Para el reconocido crítico Isaac León, la mejor Gina Lollobrigida es aquella muchacha que protagonizó las dos primeras películas del trío (que no, trilogía) de “Pan y amor”: “Pan amor y fantasía” y “Pan, amor y celos”. “En la tercera no estuvo Gina sino Sofía Loren, su más seria competidora en el universo de las divas italianas que tanto inquietaron al público, especialmente masculino, de los años 50. Gina lució en esos títulos, sencilla, pueblerina, entusiasta y decidida. Lo mismo en “Ana de Brooklyn”, “La ley” y “La romana”. Después de los años cincuenta ya no pudo competir con su par Sofía, pero queda en el recuerdo como esa diminuta (1.58 cm. de estatura) y bella actriz que contribuyó a las bondades no repetidas del cine italiano de entonces”, afirma.

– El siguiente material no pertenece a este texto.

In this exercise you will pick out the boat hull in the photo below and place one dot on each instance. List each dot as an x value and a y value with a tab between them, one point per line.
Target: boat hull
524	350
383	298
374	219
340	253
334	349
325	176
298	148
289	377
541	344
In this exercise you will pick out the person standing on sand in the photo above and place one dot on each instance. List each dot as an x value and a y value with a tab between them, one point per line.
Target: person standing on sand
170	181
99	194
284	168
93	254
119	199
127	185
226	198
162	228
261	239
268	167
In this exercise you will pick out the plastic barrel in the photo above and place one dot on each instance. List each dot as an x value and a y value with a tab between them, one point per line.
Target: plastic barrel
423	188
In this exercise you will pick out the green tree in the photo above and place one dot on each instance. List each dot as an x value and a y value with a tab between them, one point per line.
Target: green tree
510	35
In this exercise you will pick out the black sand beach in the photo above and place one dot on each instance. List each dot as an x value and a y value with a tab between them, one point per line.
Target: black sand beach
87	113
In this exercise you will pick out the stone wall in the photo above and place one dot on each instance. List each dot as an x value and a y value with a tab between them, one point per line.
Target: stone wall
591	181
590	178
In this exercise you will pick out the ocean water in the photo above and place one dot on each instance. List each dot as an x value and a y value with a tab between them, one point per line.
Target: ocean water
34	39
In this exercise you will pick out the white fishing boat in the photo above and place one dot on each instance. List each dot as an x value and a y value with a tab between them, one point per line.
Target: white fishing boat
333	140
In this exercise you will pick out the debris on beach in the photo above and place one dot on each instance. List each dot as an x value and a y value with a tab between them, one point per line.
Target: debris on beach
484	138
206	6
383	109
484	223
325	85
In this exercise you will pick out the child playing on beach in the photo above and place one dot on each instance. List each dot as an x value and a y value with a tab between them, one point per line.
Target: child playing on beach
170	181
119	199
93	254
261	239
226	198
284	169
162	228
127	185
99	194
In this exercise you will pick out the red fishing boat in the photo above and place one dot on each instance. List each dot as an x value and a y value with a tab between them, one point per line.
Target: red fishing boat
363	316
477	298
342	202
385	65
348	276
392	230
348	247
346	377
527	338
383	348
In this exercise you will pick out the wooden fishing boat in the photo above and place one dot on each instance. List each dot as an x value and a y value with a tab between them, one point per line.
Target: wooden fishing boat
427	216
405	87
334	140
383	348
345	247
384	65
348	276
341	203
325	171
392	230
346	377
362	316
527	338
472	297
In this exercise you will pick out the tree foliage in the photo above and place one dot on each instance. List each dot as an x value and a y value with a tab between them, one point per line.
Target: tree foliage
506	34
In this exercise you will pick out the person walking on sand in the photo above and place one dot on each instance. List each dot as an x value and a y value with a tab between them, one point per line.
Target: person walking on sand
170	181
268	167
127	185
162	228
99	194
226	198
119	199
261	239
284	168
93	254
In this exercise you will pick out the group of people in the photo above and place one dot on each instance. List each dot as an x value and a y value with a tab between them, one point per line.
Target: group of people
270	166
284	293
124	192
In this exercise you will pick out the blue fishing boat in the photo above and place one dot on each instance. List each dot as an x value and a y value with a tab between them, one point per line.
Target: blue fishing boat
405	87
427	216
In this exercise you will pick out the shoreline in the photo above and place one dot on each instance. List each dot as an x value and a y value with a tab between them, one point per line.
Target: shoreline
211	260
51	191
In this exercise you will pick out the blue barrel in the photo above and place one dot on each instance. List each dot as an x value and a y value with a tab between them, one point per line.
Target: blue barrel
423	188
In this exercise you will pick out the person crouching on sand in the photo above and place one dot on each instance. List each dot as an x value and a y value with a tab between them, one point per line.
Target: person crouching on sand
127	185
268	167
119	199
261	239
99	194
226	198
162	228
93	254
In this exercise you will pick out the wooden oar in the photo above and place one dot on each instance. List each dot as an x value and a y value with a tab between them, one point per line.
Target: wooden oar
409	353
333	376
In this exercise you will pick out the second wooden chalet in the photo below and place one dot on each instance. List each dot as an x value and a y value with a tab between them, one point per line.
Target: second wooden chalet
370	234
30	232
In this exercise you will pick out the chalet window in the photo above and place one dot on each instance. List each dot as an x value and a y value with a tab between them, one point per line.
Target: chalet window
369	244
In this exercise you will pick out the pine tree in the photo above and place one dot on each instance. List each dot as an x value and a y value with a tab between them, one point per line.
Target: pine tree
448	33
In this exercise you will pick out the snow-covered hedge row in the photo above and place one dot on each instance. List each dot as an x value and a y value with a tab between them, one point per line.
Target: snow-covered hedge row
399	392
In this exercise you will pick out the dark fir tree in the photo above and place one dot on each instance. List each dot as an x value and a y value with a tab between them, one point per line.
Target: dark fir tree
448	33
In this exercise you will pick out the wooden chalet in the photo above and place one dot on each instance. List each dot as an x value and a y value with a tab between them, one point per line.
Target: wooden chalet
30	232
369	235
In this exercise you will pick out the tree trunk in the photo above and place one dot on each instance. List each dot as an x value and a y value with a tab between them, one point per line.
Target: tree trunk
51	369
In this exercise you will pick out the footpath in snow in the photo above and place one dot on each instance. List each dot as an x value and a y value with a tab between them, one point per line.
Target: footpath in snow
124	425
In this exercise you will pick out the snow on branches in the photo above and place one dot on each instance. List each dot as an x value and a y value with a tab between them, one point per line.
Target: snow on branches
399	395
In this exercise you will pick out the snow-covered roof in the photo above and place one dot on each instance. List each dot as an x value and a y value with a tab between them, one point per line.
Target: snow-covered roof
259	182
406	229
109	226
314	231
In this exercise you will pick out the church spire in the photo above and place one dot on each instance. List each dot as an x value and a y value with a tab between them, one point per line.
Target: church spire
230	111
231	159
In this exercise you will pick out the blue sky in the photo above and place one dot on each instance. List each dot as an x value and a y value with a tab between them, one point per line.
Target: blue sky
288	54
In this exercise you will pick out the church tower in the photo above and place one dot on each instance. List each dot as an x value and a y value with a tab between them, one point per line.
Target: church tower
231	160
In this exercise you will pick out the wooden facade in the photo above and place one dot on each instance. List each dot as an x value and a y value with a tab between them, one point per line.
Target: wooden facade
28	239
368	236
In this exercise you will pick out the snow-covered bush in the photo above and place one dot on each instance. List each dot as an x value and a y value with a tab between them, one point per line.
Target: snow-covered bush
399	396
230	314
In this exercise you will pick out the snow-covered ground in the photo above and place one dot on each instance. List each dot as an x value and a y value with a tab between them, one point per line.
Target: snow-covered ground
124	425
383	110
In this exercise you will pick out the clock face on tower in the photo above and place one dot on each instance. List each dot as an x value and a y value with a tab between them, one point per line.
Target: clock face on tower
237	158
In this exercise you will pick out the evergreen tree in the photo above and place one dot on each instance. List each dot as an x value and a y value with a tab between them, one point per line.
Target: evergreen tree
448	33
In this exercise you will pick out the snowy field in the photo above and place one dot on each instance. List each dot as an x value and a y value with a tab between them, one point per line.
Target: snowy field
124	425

Convertidas en embajadoras del cine italiano en el mundo, en los Estados Unidos ambas actrices tendían dos suertes muy diferentes. Para Sophia Loren fue la oportunidad para madurar y alcanzar la conciencia de su genuino talento, especialmente tras recibir el Óscar a los 26 años con “La Ciociara”. En cambio, para la Lollobrigida será el inicio de una lenta decadencia. Por más que lo intentara, no lograba encontrar un papel que le permitiera revelar algo más que las dimensiones de su personalidad. Aunque bellísima a inicios de los años sesenta, la Lollobrigida se encontraba en un temprano ocaso, viendo cómo la Loren su eterna rival siete años menor, ascendía tras firmar con la Paramount, mucho mejor ajustada a los nuevos cánones, a un cine en sintonía con los cambios, el emerger del mundo juvenil, la demanda de nuevos modelos de comportamiento.
Y es que, como señala la crítica Leny Fernández, Lollobrigida no anhelaba ser actriz, pero el cine quiso que fuera parte de su historia. “Su belleza le abrió puertas, aunque también obstaculizó que fuera más reconocida por su talento. Por ello, los premios importantes los alcanzó en su vejez, a pesar de haber brillado en películas de realizadores como Luigi Zampa, Jules Dassin, o Luigi Comencini. Hoy quiero recordarla en “La mujer de paja” de Basil Dearden, cinta en la que mostró la complejidad de su registro al dar vida a una enfermera que se debate entre la moral y la ambición, con momentos de fragilidad y fiereza”, afirma.
Sin directores e historias capaces de valorizarla en su fase más madura, la diva no quiso dedicarse a vivir de su propia leyenda: se alejó del cine a mitad de los años setenta y trabajó como fotógrafa de prensa, periodista y escultora. En 1978, visitó el perú, invitada por canal 7, para celebrar su primera transmisión en color. En el programa, sirvió de elegante anfitrión nuestro primer actor Oswaldo Cattone. En 1984, retornó al set de rodaje, esta vez televisivo, en la famosa serie “Falcon Crest”, en el papel de Francesca Gioberti. Entonces tenía casi 60 años y fue nominada a un Globo de Oro a la mejor actriz secundaria. Un triunfo muy dulce para ella, especialmente porque se trata de un papel que rechazó antes su odiada Sophia.